Nach dem Zerfall der Sowjetunion wurde bekannt, dass KGB und GRU vom Kreml die Anweisung erhalten hatten, Konzepte zur Schwächung dieses antisowjetischen Separatismus zu realisieren. Ansatz war die Unterstützung nationaler Minderheiten in den von Moskau wegdriftenden Sowjetrepubiken; Ziel war es, Unruhen, sogar bewaffnete Zusammenstöße zu provozieren, um der Zentralmacht den Anlass zum Eingreifen zu geben.

Im Falle Georgiens waren dies die Abchasen und die Osseten, in Moldawien die Gagausen, in Aserbeidschan die armenische und in Armenien die aserbeidschanische Minderheit, in Litauen wurde die polnische Minderheit gegen Vilnius aufgewiegelt, in Lettland, Estland und vor allem der Ukraine die ethnischen Russen in Stellung gebracht. Dabei hatte Gorbatschow in seinem offenbar von Ghostwritern verfassten Wälzer „Perestroika“, der bei den Westdeutschen zum Bestseller wurde, noch behauptet, die UdSSR sei der erste Staat auf dem Globus, in dem nationale Gegensätze überwunden seien und eine allumfassende Völkerfreundschaft herrsche.

Koloniales Imperium

Neben Perestroika stand die Vokabel Glasnost für Gorbatschows Reformbemühungen. Der Begriff ist vom kirchenslawischen glas (Stimme) abgeleitet, er bedeutet sinngemäß: die Dinge aussprechen. Die neue Medienpolitik erlaubte zwar, Schlamperei in Wirtschaft sowie Verwaltung anzuprangern sowie erstmals über den Terror der Stalinzeit zu berichten, doch das Machtmonopol der KP blieb tabu. Ebenso blockierte die Zensurbehörde weiterhin jede Debatte darüber, dass die Sowjetunion als Erbe des Zarenreichs das letzte koloniale Imperium war, in dem vor allem die Völker im Kaukasus und in Mittelasien wie Menschen zweiter Klasse behandelt wurden. 

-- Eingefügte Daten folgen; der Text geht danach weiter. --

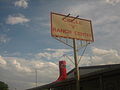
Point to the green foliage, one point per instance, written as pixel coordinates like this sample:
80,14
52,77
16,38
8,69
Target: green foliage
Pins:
3,86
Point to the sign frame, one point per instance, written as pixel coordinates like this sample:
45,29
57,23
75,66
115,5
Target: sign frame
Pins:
64,16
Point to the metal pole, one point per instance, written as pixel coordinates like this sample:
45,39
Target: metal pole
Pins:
77,76
36,76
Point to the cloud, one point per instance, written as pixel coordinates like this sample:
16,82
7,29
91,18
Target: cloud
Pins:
113,2
16,19
102,57
21,3
2,61
21,72
4,38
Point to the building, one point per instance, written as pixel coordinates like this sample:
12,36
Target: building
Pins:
103,77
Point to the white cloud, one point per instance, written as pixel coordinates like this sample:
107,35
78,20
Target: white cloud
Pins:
16,19
4,38
101,57
21,72
2,61
112,1
21,3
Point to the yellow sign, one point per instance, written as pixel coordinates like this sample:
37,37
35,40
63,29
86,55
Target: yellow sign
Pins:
69,27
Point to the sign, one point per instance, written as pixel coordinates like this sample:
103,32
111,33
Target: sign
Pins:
69,27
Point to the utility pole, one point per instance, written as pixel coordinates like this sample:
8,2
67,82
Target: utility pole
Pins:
77,76
36,76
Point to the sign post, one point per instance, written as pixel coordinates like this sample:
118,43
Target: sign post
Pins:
74,28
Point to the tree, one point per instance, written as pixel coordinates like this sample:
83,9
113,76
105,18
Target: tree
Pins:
3,86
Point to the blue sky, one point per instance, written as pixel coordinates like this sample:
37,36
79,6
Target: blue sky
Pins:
26,42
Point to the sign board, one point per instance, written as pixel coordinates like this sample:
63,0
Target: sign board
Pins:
66,27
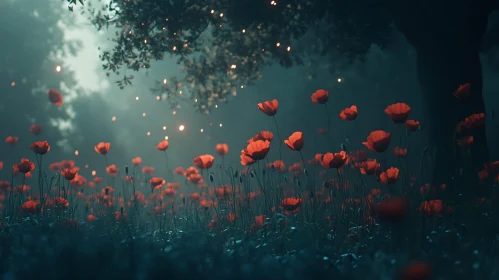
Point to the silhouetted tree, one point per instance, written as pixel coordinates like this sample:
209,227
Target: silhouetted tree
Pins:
224,44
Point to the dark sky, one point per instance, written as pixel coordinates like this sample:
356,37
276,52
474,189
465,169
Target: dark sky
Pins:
37,31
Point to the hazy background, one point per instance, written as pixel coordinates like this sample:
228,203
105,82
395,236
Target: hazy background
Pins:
38,37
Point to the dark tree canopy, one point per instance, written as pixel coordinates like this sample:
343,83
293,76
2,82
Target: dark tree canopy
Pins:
223,45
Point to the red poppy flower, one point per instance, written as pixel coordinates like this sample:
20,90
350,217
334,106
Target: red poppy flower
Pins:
295,142
40,147
269,107
398,112
163,145
320,97
349,114
204,161
102,148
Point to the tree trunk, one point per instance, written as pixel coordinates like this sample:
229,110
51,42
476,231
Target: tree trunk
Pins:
441,70
447,37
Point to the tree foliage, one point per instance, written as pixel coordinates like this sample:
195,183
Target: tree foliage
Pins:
223,45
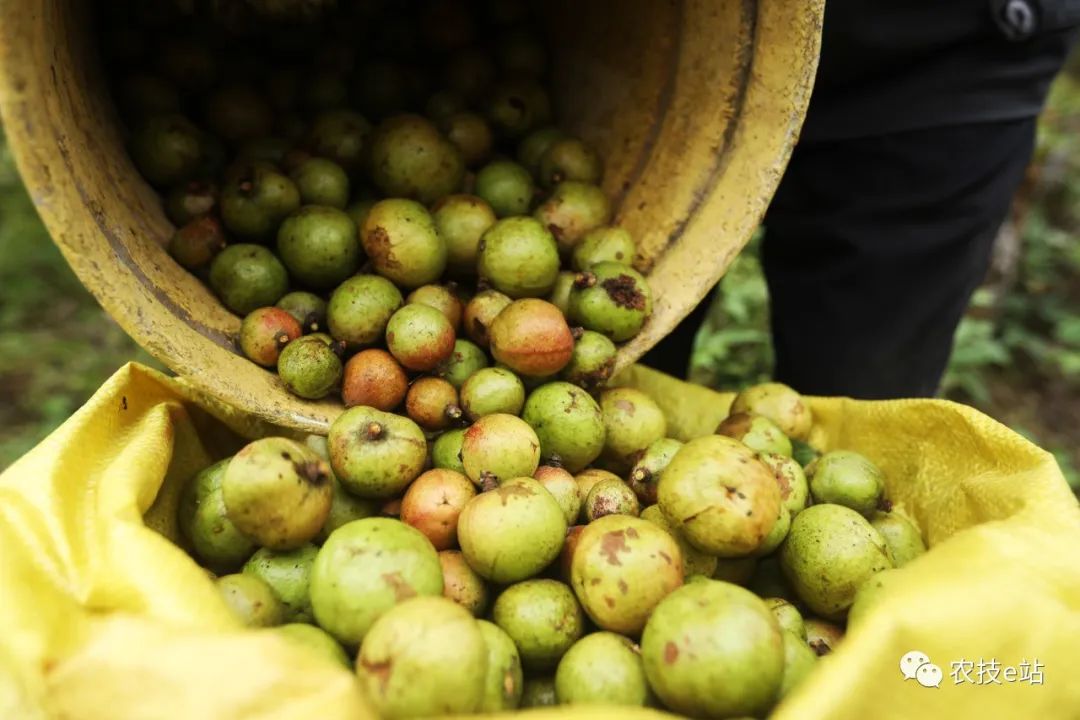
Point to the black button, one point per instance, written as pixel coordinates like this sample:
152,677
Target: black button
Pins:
1017,19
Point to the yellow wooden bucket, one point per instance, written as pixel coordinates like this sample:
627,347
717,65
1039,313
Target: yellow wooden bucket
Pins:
694,105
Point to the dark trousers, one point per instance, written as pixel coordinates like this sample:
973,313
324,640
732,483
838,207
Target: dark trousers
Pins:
873,248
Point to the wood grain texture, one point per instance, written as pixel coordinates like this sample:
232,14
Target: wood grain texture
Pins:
694,105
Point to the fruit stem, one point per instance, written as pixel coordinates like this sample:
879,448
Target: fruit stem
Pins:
583,280
488,480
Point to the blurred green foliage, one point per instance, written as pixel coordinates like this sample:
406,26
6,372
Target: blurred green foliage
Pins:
56,345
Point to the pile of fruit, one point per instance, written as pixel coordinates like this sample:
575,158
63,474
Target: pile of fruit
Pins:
572,555
366,244
487,526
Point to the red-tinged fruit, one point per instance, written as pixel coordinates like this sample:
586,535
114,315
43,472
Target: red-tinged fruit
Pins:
531,337
374,378
265,333
433,503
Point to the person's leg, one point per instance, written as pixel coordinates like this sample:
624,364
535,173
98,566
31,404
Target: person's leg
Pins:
873,248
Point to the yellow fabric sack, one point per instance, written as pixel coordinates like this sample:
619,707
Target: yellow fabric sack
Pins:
103,616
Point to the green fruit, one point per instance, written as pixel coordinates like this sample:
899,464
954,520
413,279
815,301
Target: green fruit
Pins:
539,692
563,487
568,422
490,391
189,201
777,534
779,404
412,159
424,657
401,239
542,617
367,567
788,616
319,246
499,447
256,199
740,570
247,276
345,507
714,650
166,149
315,639
823,637
559,295
461,220
361,308
632,422
502,688
621,569
461,583
342,137
592,362
516,107
610,498
321,181
901,537
804,453
569,159
612,299
767,579
588,478
309,367
203,521
869,595
278,492
235,111
308,309
794,490
756,432
646,473
694,562
463,363
831,551
359,209
481,311
535,145
571,211
602,668
518,257
607,244
842,477
719,496
507,187
287,574
251,600
419,337
376,454
472,136
799,661
446,450
512,532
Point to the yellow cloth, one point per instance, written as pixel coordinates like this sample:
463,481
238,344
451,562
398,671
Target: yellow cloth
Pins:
103,616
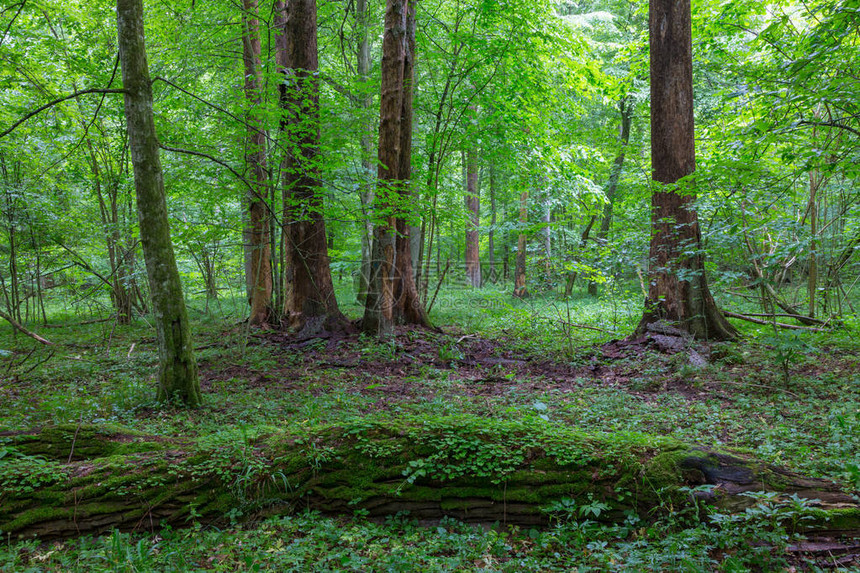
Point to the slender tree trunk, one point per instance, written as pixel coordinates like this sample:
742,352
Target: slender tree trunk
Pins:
678,290
309,301
473,212
177,377
257,241
625,106
547,236
366,143
520,289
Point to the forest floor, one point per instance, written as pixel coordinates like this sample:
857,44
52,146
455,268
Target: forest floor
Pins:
786,399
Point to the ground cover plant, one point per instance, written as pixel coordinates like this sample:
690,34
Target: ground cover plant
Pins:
256,383
438,285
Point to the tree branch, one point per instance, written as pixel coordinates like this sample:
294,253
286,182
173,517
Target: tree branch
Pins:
55,102
830,124
20,328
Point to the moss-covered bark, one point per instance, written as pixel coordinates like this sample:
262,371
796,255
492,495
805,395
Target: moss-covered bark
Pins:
472,469
177,367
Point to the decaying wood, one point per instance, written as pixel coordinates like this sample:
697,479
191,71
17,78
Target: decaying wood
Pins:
769,323
511,473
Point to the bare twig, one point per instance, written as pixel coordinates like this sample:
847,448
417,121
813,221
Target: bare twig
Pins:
20,328
39,110
439,285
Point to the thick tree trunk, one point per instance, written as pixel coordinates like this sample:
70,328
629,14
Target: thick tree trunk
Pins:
408,307
520,289
257,241
678,290
392,296
378,312
177,376
73,480
473,212
309,301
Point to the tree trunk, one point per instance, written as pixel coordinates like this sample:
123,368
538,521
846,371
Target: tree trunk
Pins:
491,234
102,478
366,180
473,212
520,290
257,241
309,301
408,307
177,376
625,106
393,296
678,290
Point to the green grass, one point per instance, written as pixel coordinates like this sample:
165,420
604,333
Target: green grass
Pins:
808,421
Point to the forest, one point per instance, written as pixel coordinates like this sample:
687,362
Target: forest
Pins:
449,285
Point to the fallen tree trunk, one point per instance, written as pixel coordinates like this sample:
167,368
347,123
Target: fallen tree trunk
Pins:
71,480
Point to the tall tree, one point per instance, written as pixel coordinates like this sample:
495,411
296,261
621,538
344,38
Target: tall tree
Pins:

Gorbatschow gilt daher in den ehemaligen Sowjetrepubliken nicht als Befreier, auch nicht in den ehemaligen Ostblockstaaten. In Polen wird das Ende des kalten Krieges vor allem Reagan und natürlich den polnischen Papst zugeschrieben. Reagan bekam in Warschau sogar ein Denkmal, es würdigt seine berühmte Rede vor der Berliner Mauer, die in dem Satz gipfelte: „Mister Gorbatschow, reißen Sie diese Mauer ein!“ 

Die These, dass Johannes Paul II. ebenfalls dabei eine Rolle gespielt habe, weil er nämlich der polnischen Demokratiebewegung um die Gewerkschaft Solidarnošč entscheidend Rückenwind gab, ist von deutschen Publizisten als typisch polnische Übertreibung bespöttelt worden. Doch ausgerechnet Gorbatschow selbst sagte dazu: „Das Einreißen des Eisernen Vorhangs wäre ohne Johannes Paul II. unmöglich gewesen.“ In seinen Memoiren nannte Gorbatschow ihn „einen der größten Humanisten unserer Zeit“. Diesen Rang weisen viele Nachrufe in der deutschen Presse auch dem nun verstorbenen Kremlchef zu. Doch Akten und Fakten ergeben ein anderes Bild.